Valkenburg

Your name?

Emmett O. Valkenburg.

Your title and position, Mr. Valkenburg? It’s for the record.

Executive Vice-President, Merchants Trust Bank Company, Incorporated. Chief cashier.

Do you have a prepared statement?

No.

At some point on May twenty-second you received an interoffice call from the president of your bank, Mr. Maitland. He apprised you of the situation in his office and asked you whether you could make arrangements to raise five million dollars in cash. Could you tell me what time you received that call?

It was about eleven thirty in the morning, give or take ten minutes.

I see. Then that was long before the FBI arrived on the scene.

I’m afraid I wouldn’t know that, Mr. Skinner.

Sorry. Talking to myself. Can you tell me what action you took?

Well, after I came down off the ceiling I called in my two chief assistants and we had a council of war. I told them what Paul Maitland had told me. There was a bughouse character threatening to spray bombs all over Manhattan if we didn’t come up with five million in unmarked bills, nothing larger than hundred-dollar denominations. I asked my assistants if they had any bright ideas. That’s what assistants are for. One of them had the only bright idea any of us came up with during the day.

What was that?

Get out of town.

(Laughter) I can quite understand that. But you did make concrete efforts toward raising the cash, didn’t you?

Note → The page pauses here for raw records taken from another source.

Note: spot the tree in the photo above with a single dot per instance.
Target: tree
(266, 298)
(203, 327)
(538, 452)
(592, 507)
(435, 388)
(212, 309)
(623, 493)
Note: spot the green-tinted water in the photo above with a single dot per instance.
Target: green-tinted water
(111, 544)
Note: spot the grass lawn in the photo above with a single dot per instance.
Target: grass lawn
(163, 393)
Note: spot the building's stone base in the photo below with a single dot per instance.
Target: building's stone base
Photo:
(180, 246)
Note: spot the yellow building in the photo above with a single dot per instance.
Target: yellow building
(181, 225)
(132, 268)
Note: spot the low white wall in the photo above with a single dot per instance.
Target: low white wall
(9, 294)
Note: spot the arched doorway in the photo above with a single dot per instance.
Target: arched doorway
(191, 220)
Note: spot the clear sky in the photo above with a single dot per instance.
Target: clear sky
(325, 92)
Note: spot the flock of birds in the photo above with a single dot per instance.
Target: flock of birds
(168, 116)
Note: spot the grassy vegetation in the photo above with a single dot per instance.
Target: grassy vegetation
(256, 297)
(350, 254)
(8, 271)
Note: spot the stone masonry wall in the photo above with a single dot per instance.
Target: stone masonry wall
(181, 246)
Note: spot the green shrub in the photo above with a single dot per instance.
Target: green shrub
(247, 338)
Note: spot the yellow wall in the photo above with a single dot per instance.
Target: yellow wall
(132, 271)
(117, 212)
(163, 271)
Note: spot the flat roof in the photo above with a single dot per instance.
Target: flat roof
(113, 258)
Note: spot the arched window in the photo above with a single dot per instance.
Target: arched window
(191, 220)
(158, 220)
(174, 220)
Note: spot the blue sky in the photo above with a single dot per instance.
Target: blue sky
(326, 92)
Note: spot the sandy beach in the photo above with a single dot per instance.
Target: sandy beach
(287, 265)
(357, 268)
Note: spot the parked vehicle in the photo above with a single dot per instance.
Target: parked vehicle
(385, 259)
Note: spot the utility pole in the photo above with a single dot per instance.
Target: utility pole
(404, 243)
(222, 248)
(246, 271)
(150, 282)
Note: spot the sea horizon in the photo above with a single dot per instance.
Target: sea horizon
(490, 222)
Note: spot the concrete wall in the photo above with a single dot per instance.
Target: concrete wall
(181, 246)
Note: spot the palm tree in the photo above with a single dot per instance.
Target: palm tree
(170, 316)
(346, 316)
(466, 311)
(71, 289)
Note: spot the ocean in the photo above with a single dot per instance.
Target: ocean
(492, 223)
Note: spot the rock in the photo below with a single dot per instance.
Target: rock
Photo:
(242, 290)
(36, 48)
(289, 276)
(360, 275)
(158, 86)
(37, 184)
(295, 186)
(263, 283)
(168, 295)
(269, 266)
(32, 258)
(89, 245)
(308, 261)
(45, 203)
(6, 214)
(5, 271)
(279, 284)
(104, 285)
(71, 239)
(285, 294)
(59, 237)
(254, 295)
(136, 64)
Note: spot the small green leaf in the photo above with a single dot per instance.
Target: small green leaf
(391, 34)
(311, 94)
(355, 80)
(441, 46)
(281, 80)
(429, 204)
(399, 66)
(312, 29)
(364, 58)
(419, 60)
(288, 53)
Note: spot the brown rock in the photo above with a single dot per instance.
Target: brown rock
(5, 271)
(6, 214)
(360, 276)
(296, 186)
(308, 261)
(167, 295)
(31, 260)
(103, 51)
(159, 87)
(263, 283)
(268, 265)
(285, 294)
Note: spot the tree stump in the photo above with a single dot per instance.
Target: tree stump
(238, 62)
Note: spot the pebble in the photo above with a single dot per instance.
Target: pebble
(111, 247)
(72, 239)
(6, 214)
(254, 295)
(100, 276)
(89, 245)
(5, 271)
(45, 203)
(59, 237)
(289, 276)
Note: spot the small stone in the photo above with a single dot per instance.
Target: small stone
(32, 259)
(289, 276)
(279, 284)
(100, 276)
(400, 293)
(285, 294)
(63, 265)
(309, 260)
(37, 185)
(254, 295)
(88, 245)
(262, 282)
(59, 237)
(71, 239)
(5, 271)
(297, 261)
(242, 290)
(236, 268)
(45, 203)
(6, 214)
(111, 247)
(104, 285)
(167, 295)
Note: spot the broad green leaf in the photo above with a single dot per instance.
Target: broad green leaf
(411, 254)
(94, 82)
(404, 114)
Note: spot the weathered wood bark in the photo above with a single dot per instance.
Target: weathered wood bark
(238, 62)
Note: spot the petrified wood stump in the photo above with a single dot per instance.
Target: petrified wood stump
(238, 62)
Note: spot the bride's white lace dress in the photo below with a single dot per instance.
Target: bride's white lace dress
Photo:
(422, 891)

Well, sure we did. But we had to start from a depressing premise. There isn’t that much cash. I mean there simply isn’t. Oh, you could go out and canvass every biped in the five boroughs of New York and you might find an average of ten bucks a person. But you don’t find that kind of cash lying around in one institutional bundle. The biggest bank in the city might have a few hundred thousand in cash on hand at any one moment. But the only place where you’d find anything in the millions would be the Federal Reserve or maybe the safe-deposit boxes of a few Mafia dons.

What did you decide to do?

Hell, we did the only thing we could do. We got permission from Paul Maitland and we phoned the boys over at the Federal Reserve.